PMKRI Kefamenanu Desak Pemda TTU Tunda Pembangunan Batalyon, Tanah KM 9 Masih Dipersoalkan
Penulis : Denisius Oki
![]() |
| PMKRI Kefamenanu Desak Pemda TTU Tunda Pembangunan Batalyon, Tanah KM 9 Masih Dipersoalkan. Tafenpah.com |
Kefamananu, TAFENPAH. COM — Perhimpunan Mahasiswa Katolik Republik Indonesia (PMKRI) Cabang Kefamenanu Sanctus Yohanes Don Bosco menggelar audiensi dengan Pemerintah Daerah Kabupaten Timor Tengah Utara (TTU), mempertanyakan sejumlah persoalan krusial di daerah tersebut, khususnya terkait hibah tanah di KM 9 untuk pembangunan Batalyon Infanteri.
Audiensi tersebut dipimpin oleh Presidium Gerakan Kemasyarakatan PMKRI Kefamenanu, Yohanes Niko Seran Saka. Ia menegaskan kehadiran PMKRI bertujuan untuk meminta kejelasan atas polemik hibah tanah yang hingga kini masih disengketakan.
“Kehadiran PMKRI hari ini untuk menanyakan polemik-polemik yang terjadi di Kabupaten TTU, secara khusus terkait hibah tanah KM 9 untuk pembangunan Batalyon Infanteri,” ujar Yohanes Niko Seran Saka.
Ia menjelaskan, persoalan klaim kepemilikan tanah di Kabupaten TTU muncul akibat ketidaksinkronan antara klaim administratif pemerintah daerah dan realitas sosial masyarakat adat yang telah menguasai dan mengelola lahan tersebut secara turun-temurun.
![]() |
| PMKRI Kefamenanu Desak Pemda TTU Tunda Pembangunan Batalyon, Tanah KM 9 Masih Dipersoalkan. Tafenpah.com |
Menurutnya, secara akademik dan sosiologis, tanah tidak hanya dipahami sebagai objek administratif, tetapi juga sebagai ruang sosial yang memiliki nilai sejarah, identitas, dan ikatan kultural masyarakat adat.

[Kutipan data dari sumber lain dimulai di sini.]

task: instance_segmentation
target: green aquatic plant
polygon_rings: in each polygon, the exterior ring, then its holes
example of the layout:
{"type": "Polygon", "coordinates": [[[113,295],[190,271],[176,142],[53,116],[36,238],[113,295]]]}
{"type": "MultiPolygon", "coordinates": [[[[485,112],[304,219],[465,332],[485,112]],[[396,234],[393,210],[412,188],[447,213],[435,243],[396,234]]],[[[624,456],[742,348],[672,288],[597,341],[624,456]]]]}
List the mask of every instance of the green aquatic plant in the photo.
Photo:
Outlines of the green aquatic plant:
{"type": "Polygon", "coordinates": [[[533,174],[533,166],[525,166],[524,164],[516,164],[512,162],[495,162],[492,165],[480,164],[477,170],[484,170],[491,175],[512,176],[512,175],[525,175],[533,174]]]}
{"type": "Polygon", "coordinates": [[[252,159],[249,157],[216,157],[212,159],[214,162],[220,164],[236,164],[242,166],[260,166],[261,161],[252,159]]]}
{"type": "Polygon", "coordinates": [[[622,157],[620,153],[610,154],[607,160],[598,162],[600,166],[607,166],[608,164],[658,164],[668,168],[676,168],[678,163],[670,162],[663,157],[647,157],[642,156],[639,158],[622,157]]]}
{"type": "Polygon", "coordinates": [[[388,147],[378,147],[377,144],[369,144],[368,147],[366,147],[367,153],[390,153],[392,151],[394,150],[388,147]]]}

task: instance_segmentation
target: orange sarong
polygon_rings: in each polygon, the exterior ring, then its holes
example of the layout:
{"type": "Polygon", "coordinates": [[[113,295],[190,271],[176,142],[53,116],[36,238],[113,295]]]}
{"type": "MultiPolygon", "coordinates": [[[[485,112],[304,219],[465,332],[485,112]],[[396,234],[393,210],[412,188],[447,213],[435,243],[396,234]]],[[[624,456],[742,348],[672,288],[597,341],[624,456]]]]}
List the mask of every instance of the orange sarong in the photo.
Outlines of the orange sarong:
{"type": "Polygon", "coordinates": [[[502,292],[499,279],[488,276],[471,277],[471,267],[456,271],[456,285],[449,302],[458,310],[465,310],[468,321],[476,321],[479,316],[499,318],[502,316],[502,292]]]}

“Dalam kasus ini, klaim pemerintah daerah belum mencapai titik final karena masih terdapat klaim aktif dari masyarakat adat yang memiliki hubungan genealogis dan historis terhadap tanah tersebut,” jelasnya.
PMKRI menilai situasi ini sebagai tumpang tindih klaim kepemilikan (overlapping claims), di mana negara dan masyarakat adat sama-sama mengajukan legitimasi atas satu objek tanah dengan dasar yang berbeda.
Oleh karena itu, PMKRI mendesak agar pembangunan Batalyon Infanteri di KM 9 dihentikan sementara hingga ada kepastian hukum yang berkekuatan tetap.
“Kami meminta agar pembangunan dihentikan sementara untuk menghindari potensi kerugian anggaran daerah, mengingat tanah tersebut masih disengketakan,” tegasnya.
PMKRI juga menegaskan pentingnya menunggu putusan Pengadilan Negeri Kefamenanu sebagai dasar hukum yang sah.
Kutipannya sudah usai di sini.